Il gagne Paris (son adresse reste à préciser).
Lors d’une opération de police, il est trouvé « en possession de faux papiers d’identité au nom d’Albert Moret » et condamné à un an de prison le 19 avril 1941.
À l’expiration de sa peine, effectuée à la Maison centrale de Poissy (Seine-et-Oise / Yvelines), il est ramené au dépôt de la préfecture de police (sous-sol de la Conciergerie, île de la Cité).

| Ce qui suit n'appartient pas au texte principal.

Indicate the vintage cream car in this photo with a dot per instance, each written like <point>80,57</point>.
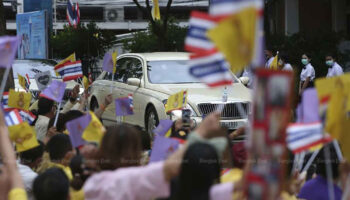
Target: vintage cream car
<point>152,78</point>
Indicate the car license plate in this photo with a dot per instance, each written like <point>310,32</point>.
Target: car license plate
<point>230,125</point>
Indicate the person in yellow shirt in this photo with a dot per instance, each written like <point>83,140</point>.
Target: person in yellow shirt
<point>11,183</point>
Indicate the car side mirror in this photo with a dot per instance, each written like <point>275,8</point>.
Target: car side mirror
<point>134,82</point>
<point>244,80</point>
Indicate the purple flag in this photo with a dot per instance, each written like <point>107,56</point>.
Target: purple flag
<point>55,91</point>
<point>76,128</point>
<point>163,127</point>
<point>8,49</point>
<point>108,63</point>
<point>124,106</point>
<point>310,106</point>
<point>162,148</point>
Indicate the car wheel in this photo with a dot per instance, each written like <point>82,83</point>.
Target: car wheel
<point>151,121</point>
<point>93,105</point>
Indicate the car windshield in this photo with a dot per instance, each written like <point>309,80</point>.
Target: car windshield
<point>170,72</point>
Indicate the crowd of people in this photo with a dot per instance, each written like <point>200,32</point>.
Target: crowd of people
<point>210,164</point>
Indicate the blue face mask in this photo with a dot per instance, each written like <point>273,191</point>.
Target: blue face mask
<point>329,63</point>
<point>304,61</point>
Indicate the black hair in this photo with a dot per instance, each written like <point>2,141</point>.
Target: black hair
<point>79,177</point>
<point>321,161</point>
<point>72,114</point>
<point>53,184</point>
<point>60,125</point>
<point>58,146</point>
<point>145,139</point>
<point>31,155</point>
<point>283,56</point>
<point>44,106</point>
<point>200,169</point>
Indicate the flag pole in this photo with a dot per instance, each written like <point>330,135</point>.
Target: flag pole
<point>57,113</point>
<point>329,173</point>
<point>3,82</point>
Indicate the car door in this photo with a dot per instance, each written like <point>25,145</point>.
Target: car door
<point>133,66</point>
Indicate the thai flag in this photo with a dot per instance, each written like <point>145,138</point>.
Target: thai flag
<point>301,137</point>
<point>211,68</point>
<point>73,13</point>
<point>5,101</point>
<point>228,7</point>
<point>72,71</point>
<point>13,118</point>
<point>27,116</point>
<point>196,40</point>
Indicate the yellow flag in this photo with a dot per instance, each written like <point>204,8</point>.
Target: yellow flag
<point>19,100</point>
<point>175,102</point>
<point>85,82</point>
<point>70,58</point>
<point>24,136</point>
<point>274,63</point>
<point>114,59</point>
<point>22,82</point>
<point>235,38</point>
<point>94,131</point>
<point>155,10</point>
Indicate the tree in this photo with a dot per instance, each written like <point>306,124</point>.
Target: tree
<point>147,41</point>
<point>87,41</point>
<point>10,82</point>
<point>158,27</point>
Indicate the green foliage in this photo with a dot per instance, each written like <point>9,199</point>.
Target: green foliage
<point>317,45</point>
<point>153,39</point>
<point>87,41</point>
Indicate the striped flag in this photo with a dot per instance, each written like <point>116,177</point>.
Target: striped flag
<point>5,101</point>
<point>27,116</point>
<point>71,70</point>
<point>211,68</point>
<point>196,40</point>
<point>13,118</point>
<point>301,137</point>
<point>228,7</point>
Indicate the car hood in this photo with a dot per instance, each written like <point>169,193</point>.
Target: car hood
<point>200,93</point>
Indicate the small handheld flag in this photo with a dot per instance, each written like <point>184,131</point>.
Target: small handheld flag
<point>13,118</point>
<point>196,40</point>
<point>76,128</point>
<point>19,100</point>
<point>95,130</point>
<point>155,10</point>
<point>8,49</point>
<point>23,82</point>
<point>301,137</point>
<point>211,69</point>
<point>70,58</point>
<point>55,91</point>
<point>124,106</point>
<point>163,127</point>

Le 5 mai 1942, il fait partie des 14 internés administratifs de la police judiciaire (dont au moins onze futurs “45000”) qui sont conduits avec 37 communistes à la gare du Nord, « à la disposition des autorités allemandes et dirigés sur Compiègne par le train de 5h50 » pour être internés au camp de Royallieu (Oise), administré et gardé par la Wehrmacht (Frontstalag 122 – Polizeihaftlager).
Entre fin avril et fin juin 1942, Jean Pollo est sélectionné avec plus d’un millier d’otages désignés comme communistes et une cinquantaine d’otages désignés comme juifs dont la déportation a été décidée en représailles des actions armées de la résistance communiste contre l’armée allemande (en application d’un ordre de Hitler). Jean Pollo fait partie des quelques hommes du convoi déportés comme “associaux”.

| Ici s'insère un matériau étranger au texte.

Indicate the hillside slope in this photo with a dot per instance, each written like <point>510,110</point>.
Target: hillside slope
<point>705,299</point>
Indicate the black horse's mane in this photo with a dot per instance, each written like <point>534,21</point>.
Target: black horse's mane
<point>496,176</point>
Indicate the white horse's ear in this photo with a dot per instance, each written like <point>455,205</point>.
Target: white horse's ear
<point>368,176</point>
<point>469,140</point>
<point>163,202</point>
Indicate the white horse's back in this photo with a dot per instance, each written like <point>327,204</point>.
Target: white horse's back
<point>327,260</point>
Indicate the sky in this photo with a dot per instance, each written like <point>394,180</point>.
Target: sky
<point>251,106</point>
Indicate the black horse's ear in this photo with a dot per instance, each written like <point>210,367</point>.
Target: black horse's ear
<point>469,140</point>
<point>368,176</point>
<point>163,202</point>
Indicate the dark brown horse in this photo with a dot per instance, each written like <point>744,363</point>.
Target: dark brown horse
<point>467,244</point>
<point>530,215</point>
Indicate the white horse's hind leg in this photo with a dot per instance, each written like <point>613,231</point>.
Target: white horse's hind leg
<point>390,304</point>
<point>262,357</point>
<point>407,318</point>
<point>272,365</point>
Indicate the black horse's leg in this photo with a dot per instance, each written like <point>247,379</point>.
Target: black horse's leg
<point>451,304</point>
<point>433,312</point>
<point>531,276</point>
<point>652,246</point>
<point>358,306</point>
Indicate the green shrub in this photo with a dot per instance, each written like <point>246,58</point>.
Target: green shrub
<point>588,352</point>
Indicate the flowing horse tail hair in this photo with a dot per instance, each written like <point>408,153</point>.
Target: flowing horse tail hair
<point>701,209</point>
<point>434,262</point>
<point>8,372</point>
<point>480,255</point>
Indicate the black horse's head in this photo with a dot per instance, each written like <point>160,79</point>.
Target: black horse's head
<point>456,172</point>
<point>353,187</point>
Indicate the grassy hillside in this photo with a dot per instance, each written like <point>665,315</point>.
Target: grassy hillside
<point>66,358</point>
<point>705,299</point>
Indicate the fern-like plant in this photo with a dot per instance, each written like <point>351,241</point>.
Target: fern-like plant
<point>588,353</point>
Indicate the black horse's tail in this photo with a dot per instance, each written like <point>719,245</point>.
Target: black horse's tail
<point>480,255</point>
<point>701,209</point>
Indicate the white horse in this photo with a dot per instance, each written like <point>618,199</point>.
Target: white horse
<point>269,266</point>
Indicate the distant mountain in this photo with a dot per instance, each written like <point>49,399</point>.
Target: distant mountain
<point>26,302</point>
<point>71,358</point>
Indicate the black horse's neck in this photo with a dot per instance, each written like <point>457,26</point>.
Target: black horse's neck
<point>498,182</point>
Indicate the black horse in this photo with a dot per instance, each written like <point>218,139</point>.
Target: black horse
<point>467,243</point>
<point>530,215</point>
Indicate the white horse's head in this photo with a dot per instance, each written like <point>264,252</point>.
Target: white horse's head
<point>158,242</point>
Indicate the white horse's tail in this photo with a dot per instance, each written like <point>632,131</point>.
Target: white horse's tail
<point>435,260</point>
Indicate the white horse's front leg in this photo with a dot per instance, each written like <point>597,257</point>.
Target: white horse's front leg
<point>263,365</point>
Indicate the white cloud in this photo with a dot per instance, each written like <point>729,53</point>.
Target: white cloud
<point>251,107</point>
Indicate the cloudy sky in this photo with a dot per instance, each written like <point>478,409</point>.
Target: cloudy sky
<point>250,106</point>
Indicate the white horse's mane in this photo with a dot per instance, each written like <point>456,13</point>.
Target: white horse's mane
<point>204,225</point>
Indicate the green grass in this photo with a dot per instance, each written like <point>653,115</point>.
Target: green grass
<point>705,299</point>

Le 6 juillet 1942 à l’aube, les détenus sont conduits à pied sous escorte allemande à la gare de Compiègne, sur la commune de Margny, et entassés dans des wagons de marchandises. Le train part une fois les portes verrouillées, à 9 h 30.
Tergnier, Laon, Reims… Châlons-sur-Marne : le train se dirige vers l’Allemagne. Jean Pollo assiste à l’évasion de Jean Corticchiato (repris) et de Julien Becet (échappé) à la hauteur de la gare de Metz, ville située de l’autre côté de la nouvelle frontière après l’annexion de la Moselle. Le convoi repart à la nuit tombée : Francfort-sur-le-Main (Frankfurt am Main), Iéna, Halle, Leipzig, Dresde, Gorlitz, Breslau… puis la Pologne occupée. Le voyage dure deux jours et demi. N’étant pas ravitaillés en eau, les déportés souffrent principalement de la soif.
Le 8 juillet 1942, Jean Pollo est enregistré au camp souche d’Auschwitz (Auschwitz-I) sous le numéro 45998 (ce matricule sera tatoué sur son avant-bras gauche quelques mois plus tard).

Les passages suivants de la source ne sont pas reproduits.